Desde esta óptica, la intervención de Rusia en Siria estuvo marcada por una escuela de pensamiento político ruso cuyo marco de referencia básico explica la política internacional norteamericana en clave de su propensión al derrocamiento de regímenes que supongan un impedimento para la expansión de los intereses corporativos estadounidenses. Es por ello que el Kremlin optó por la opción más onerosa, toda vez que las condiciones en la guerra civil siria se deterioraron desfavorablemente para los aliados de Putin, impeliéndole a emprender una considerable intervención militar sin apoyo doméstico, para apuntalar el Baazismo de al-Assad e impedir el establecimiento de un nuevo régimen respaldado por occidente, que ineludiblemente reduciría la influencia rusa en la política interna de Siria, y por extensión, en el Medio Oriente.

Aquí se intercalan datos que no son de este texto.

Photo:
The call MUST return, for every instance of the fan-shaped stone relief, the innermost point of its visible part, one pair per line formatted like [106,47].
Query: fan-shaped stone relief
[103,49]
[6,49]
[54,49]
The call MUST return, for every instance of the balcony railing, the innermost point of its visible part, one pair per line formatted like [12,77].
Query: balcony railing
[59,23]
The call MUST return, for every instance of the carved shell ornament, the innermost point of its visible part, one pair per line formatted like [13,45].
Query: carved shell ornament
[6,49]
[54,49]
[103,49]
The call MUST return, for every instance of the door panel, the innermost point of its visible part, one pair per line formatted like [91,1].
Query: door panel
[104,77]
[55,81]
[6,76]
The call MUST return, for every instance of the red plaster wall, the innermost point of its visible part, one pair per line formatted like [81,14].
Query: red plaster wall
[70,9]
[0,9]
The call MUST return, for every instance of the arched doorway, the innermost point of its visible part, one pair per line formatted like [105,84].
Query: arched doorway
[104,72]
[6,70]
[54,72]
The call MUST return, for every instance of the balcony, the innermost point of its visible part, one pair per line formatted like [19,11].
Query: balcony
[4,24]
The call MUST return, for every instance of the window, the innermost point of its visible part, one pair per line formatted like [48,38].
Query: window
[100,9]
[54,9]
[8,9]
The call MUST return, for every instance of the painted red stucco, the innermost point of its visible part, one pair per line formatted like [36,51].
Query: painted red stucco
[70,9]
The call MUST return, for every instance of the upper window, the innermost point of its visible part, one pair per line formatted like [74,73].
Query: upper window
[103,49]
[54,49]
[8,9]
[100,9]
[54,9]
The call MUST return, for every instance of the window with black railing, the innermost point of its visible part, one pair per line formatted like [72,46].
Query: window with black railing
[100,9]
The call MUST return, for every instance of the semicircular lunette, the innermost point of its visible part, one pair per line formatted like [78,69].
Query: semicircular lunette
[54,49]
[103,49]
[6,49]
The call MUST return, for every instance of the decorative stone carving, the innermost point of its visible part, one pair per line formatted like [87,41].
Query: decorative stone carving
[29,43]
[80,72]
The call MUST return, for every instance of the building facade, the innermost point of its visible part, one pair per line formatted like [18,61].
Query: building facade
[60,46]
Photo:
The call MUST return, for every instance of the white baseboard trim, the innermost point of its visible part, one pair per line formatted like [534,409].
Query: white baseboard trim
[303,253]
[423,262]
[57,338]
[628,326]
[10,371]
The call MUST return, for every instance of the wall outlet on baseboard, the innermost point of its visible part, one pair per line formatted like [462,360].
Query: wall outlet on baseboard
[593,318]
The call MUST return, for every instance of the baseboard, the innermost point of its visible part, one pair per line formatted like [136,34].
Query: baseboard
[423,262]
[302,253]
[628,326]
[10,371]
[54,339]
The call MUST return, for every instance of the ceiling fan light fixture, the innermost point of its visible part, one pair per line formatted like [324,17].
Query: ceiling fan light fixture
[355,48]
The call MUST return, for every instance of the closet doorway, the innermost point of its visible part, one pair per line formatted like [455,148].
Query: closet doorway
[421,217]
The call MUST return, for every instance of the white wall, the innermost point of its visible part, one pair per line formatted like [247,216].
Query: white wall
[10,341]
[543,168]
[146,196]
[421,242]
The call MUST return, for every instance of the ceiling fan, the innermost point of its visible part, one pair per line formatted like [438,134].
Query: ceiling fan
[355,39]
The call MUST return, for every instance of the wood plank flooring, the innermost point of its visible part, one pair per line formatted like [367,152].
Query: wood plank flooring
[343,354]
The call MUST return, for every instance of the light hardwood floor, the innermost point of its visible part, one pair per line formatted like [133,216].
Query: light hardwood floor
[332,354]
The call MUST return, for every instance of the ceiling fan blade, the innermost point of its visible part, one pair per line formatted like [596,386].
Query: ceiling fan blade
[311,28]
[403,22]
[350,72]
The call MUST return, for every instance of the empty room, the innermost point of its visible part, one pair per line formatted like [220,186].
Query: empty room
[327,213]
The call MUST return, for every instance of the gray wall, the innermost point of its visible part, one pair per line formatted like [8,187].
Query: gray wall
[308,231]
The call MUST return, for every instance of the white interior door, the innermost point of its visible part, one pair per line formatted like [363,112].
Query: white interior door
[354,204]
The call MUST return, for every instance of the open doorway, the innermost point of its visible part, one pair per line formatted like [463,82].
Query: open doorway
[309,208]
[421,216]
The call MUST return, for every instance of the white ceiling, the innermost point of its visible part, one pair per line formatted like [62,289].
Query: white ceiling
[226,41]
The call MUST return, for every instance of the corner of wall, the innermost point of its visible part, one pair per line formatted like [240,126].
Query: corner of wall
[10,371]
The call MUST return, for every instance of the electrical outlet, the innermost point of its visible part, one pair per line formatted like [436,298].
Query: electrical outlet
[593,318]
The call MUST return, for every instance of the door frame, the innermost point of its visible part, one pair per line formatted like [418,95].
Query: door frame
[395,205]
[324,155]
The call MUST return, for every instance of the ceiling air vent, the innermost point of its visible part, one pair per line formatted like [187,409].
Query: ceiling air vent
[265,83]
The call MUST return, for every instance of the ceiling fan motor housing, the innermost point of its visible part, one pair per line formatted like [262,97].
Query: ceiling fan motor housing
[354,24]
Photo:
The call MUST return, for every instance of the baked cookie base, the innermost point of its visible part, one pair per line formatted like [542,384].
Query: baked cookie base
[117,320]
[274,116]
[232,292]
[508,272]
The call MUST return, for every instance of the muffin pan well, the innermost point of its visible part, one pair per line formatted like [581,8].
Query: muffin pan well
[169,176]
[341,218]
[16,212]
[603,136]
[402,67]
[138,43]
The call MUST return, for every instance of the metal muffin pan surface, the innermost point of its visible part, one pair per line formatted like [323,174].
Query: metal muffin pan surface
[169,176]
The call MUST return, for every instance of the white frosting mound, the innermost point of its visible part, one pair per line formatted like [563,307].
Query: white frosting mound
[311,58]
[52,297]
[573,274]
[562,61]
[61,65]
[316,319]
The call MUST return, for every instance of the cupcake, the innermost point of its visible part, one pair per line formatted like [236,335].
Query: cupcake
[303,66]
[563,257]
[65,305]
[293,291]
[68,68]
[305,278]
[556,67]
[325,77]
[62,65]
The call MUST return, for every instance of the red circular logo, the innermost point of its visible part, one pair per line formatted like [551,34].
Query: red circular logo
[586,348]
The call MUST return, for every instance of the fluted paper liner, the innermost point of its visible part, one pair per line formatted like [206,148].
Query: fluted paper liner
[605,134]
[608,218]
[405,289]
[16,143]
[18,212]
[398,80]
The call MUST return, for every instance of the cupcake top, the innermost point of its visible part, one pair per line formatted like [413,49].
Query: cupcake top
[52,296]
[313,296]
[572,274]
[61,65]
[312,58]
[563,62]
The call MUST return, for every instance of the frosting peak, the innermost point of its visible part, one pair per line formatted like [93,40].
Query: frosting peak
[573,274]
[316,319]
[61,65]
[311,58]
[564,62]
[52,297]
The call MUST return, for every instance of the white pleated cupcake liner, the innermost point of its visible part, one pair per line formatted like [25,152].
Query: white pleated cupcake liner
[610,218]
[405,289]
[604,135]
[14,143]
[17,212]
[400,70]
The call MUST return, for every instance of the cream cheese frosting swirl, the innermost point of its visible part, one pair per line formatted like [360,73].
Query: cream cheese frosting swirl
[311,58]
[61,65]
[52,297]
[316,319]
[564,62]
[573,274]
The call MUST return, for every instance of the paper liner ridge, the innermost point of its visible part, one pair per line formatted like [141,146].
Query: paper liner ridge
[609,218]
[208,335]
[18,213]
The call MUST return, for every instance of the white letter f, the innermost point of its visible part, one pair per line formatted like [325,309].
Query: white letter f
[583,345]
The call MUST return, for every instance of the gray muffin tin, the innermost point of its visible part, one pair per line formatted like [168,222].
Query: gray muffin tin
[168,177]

La moraleja que se desprende de las últimas intervenciones militares rusas, desde Siria a Libia, y pasando por Ucrania, es que el tipo de consideraciones y cálculos geopolíticos que habitualmente informan la toma de decisiones estratégicas en las cancillerías occidentales serán de relativamente poca utilidad mientras un Putin que no le hace ascos a las victorias pírricas, por mor de su ideario, siga a las riendas del poder en Rusia, directamente o por interposición. De ahí la importancia de que la nueva administración norteamericana evite caer en la trampa de los juegos de acusaciones y renuncie a una escalada retórica que sólo puede acabar insuflando nueva vida a los partidarios de Putin. Pero la contención verbal será insuficiente, sin mostrarle al pueblo ruso un itinerario alternativo. Una salida que requerirá trabajar con la Comisión Europea, para elaborar una estrategia consensuada, focalizada en ganarse la confianza y el respaldo, a largo plazo, de los ciudadanos rusos, ofreciéndoles una opción atractiva frente al putinismo, que bien podría pasar por poner sobre la mesa el pleno acceso al espacio Schengen y al Mercado Único, como parte de una hoja de ruta para afianzar la democracia liberal en Rusia y enterrar definitivamente la lógica de la Guerra Fría.